Developers asked commissioners to rezone part of the area from commercial to residential so they can build more than 200 single-family homes. They are also planning a new bank with retail space as part of the project. 

Highlander Point sits near the intersection of Interstate 64 and Highway 150, about 10 minutes from the Sherman Minton Bridge. Carruthers said it’s a “gateway” to the county, with easy access from nearby communities like Floyds Knobs, Galena and Georgetown.

Carruthers said the land has been designated a “high-density growth area” in Floyd County’s master plan for decades. He says that’s why the county’s plan commission unanimously recommended the rezoning last month. The Floyd County Commissioners voted to approve the rezoning Tuesday evening.

“This subdivision did fit all the plans for what we want to see in Floyd County, for its growth in this area,” Carruthers said. “I think it's a perfect place.”

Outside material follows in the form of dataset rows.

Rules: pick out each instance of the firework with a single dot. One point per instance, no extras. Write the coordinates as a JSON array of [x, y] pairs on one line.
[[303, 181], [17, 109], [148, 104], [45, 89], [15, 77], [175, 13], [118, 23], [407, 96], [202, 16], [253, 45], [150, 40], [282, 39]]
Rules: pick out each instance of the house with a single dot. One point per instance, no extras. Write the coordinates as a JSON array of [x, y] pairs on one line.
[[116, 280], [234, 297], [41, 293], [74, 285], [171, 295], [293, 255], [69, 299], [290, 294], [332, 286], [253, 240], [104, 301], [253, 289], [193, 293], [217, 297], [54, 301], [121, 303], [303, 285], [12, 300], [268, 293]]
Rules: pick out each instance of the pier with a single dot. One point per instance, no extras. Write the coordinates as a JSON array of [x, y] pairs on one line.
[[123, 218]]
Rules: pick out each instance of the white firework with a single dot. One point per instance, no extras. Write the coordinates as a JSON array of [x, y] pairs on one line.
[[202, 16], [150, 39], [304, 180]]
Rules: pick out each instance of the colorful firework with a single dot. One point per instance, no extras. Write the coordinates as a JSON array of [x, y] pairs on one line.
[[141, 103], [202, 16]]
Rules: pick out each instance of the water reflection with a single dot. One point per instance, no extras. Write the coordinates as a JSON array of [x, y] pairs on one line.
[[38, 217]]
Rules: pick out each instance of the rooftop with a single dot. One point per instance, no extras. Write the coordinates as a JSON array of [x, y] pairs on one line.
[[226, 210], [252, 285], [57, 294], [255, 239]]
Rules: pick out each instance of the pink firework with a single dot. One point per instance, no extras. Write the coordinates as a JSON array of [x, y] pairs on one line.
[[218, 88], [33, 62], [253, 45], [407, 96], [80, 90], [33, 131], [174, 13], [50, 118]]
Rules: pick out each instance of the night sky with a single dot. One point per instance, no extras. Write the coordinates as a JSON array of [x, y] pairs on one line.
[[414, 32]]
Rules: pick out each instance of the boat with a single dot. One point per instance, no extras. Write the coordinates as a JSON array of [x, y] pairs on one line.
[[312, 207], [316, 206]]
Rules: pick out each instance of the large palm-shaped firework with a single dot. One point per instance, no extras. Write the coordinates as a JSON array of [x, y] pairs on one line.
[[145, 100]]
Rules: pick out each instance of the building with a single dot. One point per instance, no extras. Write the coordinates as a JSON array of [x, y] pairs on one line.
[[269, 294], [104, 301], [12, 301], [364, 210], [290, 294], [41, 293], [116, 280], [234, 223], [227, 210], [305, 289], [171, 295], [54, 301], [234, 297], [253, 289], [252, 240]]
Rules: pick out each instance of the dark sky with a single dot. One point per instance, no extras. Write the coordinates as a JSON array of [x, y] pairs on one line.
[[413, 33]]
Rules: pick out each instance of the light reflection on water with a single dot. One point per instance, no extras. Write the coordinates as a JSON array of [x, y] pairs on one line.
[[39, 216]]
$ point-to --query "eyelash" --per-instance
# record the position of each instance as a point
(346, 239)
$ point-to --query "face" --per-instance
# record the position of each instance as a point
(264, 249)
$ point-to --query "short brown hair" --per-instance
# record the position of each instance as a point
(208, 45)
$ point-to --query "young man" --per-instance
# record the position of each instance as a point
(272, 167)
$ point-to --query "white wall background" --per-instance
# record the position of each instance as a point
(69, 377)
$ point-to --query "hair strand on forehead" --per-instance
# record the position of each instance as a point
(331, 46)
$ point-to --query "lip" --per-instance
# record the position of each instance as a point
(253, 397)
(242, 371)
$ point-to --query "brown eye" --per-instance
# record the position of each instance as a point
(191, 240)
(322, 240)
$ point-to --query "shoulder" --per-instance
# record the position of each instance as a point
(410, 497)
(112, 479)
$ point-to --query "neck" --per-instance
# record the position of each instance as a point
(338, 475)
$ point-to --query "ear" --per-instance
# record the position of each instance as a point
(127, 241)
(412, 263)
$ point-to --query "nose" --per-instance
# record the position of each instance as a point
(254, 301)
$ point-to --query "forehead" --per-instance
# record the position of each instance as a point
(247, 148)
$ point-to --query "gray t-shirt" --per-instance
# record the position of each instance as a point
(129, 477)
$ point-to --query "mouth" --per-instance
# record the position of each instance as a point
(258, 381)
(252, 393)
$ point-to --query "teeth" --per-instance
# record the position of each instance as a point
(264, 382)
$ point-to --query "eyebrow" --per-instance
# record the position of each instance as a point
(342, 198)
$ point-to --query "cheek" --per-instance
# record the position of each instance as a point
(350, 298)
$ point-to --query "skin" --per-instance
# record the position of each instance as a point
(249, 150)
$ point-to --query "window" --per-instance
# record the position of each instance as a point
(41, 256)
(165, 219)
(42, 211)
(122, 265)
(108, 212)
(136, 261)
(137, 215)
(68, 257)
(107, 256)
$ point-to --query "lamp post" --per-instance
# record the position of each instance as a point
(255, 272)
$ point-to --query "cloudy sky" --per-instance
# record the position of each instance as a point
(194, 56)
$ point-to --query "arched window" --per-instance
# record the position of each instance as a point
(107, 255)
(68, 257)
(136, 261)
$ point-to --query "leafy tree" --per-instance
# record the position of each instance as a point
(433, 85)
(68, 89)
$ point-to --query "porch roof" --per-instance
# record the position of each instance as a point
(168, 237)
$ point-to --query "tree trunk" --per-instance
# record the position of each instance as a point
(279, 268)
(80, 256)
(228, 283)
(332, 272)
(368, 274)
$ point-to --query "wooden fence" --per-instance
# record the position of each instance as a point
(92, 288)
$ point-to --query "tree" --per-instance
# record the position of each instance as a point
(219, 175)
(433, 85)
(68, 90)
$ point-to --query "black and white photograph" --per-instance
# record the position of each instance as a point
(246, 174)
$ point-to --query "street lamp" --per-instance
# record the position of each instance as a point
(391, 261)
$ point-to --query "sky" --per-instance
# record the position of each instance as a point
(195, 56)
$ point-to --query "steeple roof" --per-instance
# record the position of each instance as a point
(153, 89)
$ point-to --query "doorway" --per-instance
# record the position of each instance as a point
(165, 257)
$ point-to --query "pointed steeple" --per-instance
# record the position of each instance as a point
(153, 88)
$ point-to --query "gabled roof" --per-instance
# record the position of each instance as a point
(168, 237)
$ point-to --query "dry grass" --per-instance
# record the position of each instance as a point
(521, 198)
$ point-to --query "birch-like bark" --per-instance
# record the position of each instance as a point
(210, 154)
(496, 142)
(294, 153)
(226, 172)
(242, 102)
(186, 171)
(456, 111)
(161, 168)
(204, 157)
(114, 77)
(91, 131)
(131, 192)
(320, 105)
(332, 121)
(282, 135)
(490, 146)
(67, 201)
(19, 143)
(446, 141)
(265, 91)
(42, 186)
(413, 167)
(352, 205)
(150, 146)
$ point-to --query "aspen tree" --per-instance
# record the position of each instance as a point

But some residents are concerned about overdevelopment in the once-rural community. Dale Mann has been a Floyd County resident for nearly 70 years, and said he’s concerned about the rate of residential growth in the area.

“The people in this county wanted to keep this area as rural and open as possible,” he said. “And it seems like everything is going the other way. Everybody in charge in this county seems to be planning houses on top of houses.”

To Mann, more houses means overcrowding without the benefits of business tax revenues.

“This county really needs more commercial, but all we've got is homes and houses, and the tax base is not there,” he said. “And that also brings the population and our schools are getting overcrowded.”

Floyd County officials say infrastructure improvements would accompany the development to support the growth. Director of Operations Don Lopp said the county already intended to improve that section of Old Vincennes Road in 2026 as part of phase 3 of its capital plan.

If the subdivisions and retail building plans advance, Lopp said the Old Vincennes Road improvement would move up to 2022-2023. Schrieber Road, one of the boundaries of Highlander Point, would be extended across Old Vincennes to serve as an entryway for the two new subdivisions. That intersection would become a four-way stop with a new traffic light.

Lopp said those changes would be adequate for the traffic that the new housing would bring, according to an impact study that was released last month.

“Actually, putting in that signal actually improved traffic [in the study], along with the improvements to the three lanes that we had already had planned,” he said. “How we are right now in terms of the proposed improvements, that should accommodate the traffic that's going to be generated over the next 10 years from the development of that subdivision.”

Carruthers said they’re taking complaints from those opposed to the development seriously. But as a suburb of Louisville, he said growth is inevitable.

“What we want to focus on is smart growth,” Carruthers said. “We cannot stop growth, but we can definitely guide it and make sure that it makes sense for Floyd County.”